Updated: Jun 2, 2020

Henry Bemis is a bank teller with thick glasses necessary for sight who enjoys reading books more than any other activity. Henry reads every chance he gets; at work, at home, and during his lunch breaks. Everyone is his life, his supervisor, his customers, and his wife, are annoyed at the fact that Henry rather escape into a book than participate in life.
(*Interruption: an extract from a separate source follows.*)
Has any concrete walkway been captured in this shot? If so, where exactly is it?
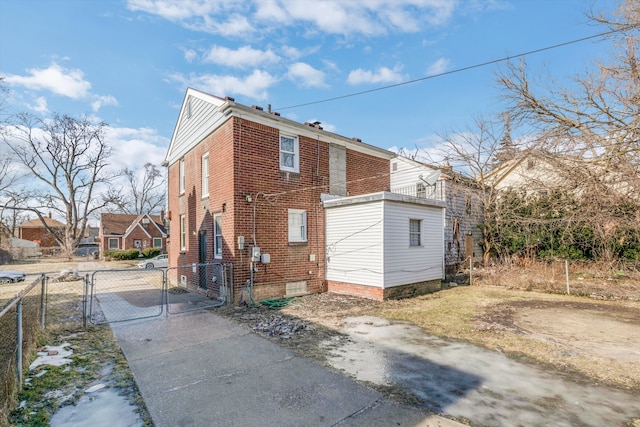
[111,311,461,427]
During one his lunch breaks, Henry goes down into the bank vault to read, locking himself inside as not to be bothered by the outside world. While safely inside the vault, a hydrogen bomb explodes. Henry makes his way out of the vault and sees the bank, where he works, destroyed and everyone is dead. While wandering around outside, assessing the damage and trying to locate anyone who may still be alive, Henry realizes there is nothing and no one left, except him and time. He stumbles across a store where he finds a gun and contemplates killing himself until he sees a fallen pillar with the words “public library” carved into it. Through this hell, Henry has found his silver lining, finally enough time to read all the books, magazines and newspapers he has wanted to read and there is no one to interrupt him. As Henry separates his books in reading order he sees a book he hadn’t previously noticed. In bending down to pick up the book, his precious glasses fall from his face shattering on the ground, now blind without them, Henry is only left with time. All Henry can say is ‘it’s not fair, finally I had all the time I needed, it’s not fair.”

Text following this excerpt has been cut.